26

I'm working with yaml files that have to be human readable and editable but that will also be edited from Python code. I'm using Python 2.7.3

The file needs to handle accents ( mostly to handle text in French ).

Here is a sample of my issue:

import codecs
import yaml

file = r'toto.txt'

f = codecs.open(file,"w",encoding="utf-8")

text = u'héhéhé, hûhûhû'

textDict = {"data": text}

f.write( 'write unicode     : ' + text + '\n' )
f.write( 'write dict        : ' + unicode(textDict) + '\n' )
f.write( 'yaml dump unicode : ' + yaml.dump(text))
f.write( 'yaml dump dict    : ' + yaml.dump(textDict))
f.write( 'yaml safe unicode : ' + yaml.safe_dump(text))
f.write( 'yaml safe dict    : ' + yaml.safe_dump(textDict))

f.close()

The written file contains:

write unicode     : héhéhé, hûhûhû
write dict        : {'data': u'h\xe9h\xe9h\xe9, h\xfbh\xfbh\xfb\n'}

yaml dump unicode : "h\xE9h\xE9h\xE9, h\xFBh\xFBh\xFB"
yaml dump dict    : {data: "h\xE9h\xE9h\xE9, h\xFBh\xFBh\xFB"}

yaml safe unicode : "h\xE9h\xE9h\xE9, h\xFBh\xFBh\xFB"
yaml safe dict    : {data: "h\xE9h\xE9h\xE9, h\xFBh\xFBh\xFB"}

The yaml dump works perfectly for loading with yaml, but it is not human readable.

As you can see in the exemple code, the result is the same when I try to write a unicode representation of a dict ( I don't know if it is related or not ).

I'd like the dump to contains the text with accent, not the unicode code.
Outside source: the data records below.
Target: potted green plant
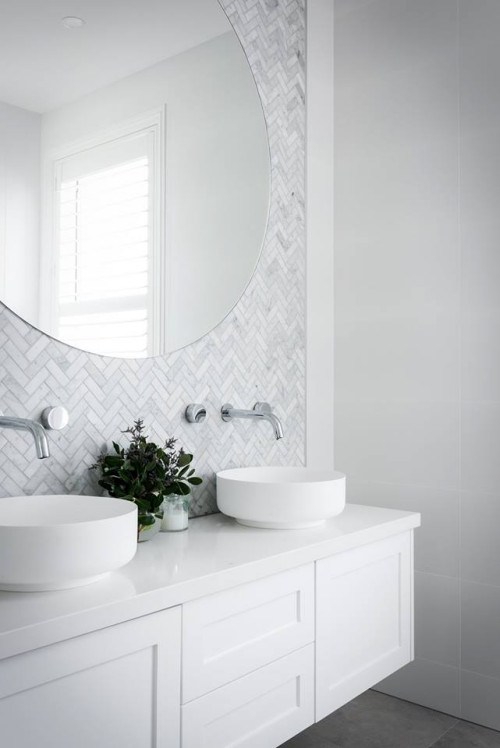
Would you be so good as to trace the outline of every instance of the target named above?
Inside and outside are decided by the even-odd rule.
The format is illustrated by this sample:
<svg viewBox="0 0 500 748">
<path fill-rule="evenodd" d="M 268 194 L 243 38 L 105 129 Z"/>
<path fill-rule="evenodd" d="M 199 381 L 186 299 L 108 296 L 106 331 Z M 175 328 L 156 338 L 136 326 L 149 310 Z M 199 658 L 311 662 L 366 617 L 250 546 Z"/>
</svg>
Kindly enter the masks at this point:
<svg viewBox="0 0 500 748">
<path fill-rule="evenodd" d="M 170 495 L 187 496 L 191 486 L 202 483 L 191 467 L 193 455 L 176 449 L 177 440 L 167 439 L 163 446 L 149 441 L 142 419 L 122 431 L 127 447 L 113 442 L 112 452 L 103 452 L 91 470 L 98 470 L 99 485 L 110 496 L 137 504 L 139 541 L 148 540 L 160 529 L 161 506 Z"/>
</svg>

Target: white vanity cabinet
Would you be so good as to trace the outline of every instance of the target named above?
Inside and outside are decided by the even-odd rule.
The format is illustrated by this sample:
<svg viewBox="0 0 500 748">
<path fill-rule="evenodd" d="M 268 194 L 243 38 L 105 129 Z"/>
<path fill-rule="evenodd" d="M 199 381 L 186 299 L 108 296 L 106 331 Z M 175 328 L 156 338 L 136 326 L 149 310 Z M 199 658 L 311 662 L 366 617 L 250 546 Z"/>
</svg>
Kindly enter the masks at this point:
<svg viewBox="0 0 500 748">
<path fill-rule="evenodd" d="M 108 586 L 0 593 L 2 748 L 276 748 L 411 660 L 419 522 L 206 517 Z"/>
<path fill-rule="evenodd" d="M 316 563 L 316 721 L 413 659 L 413 538 Z"/>
<path fill-rule="evenodd" d="M 183 606 L 182 748 L 274 748 L 314 721 L 314 563 Z"/>
<path fill-rule="evenodd" d="M 178 748 L 180 619 L 173 608 L 2 660 L 2 748 Z"/>
</svg>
Is that possible ?

Anthon
  • 69,918
  • 32
  • 186
  • 246
Hans Baldzuhn
  • 317
  • 1
  • 3
  • 9
  • This is Python **2** I suppose? I'm not too firm in Python 2 Unicode handling, but you may want to try `yaml.safe_dump` instead, which dumps data in implementation-neutral format instead of Python-specific format. – deceze Mar 30 '15 at 09:40
  • Oh yeah sorry, it's python 2.7.3, and using safe_dump has the exact same output. – Hans Baldzuhn Mar 30 '15 at 09:58

2 Answers2

33

yaml is capable of dumping unicode characters by providing the allow_unicode=True keyword argument to any of the dumpers. If you don't provide a file, you will get an utf-8 string back from dump() method (i.e. the result of getvalue() on the StringIO() instance that is created to hold the dumped data) and you have to convert that to utf-8 before appending it to your string

# coding: utf-8

import codecs
import ruamel.yaml as yaml

file_name = r'toto.txt'

text = u'héhéhé, hûhûhû'

textDict = {"data": text}

with open(file_name, 'w') as fp:
    yaml.dump(textDict, stream=fp, allow_unicode=True)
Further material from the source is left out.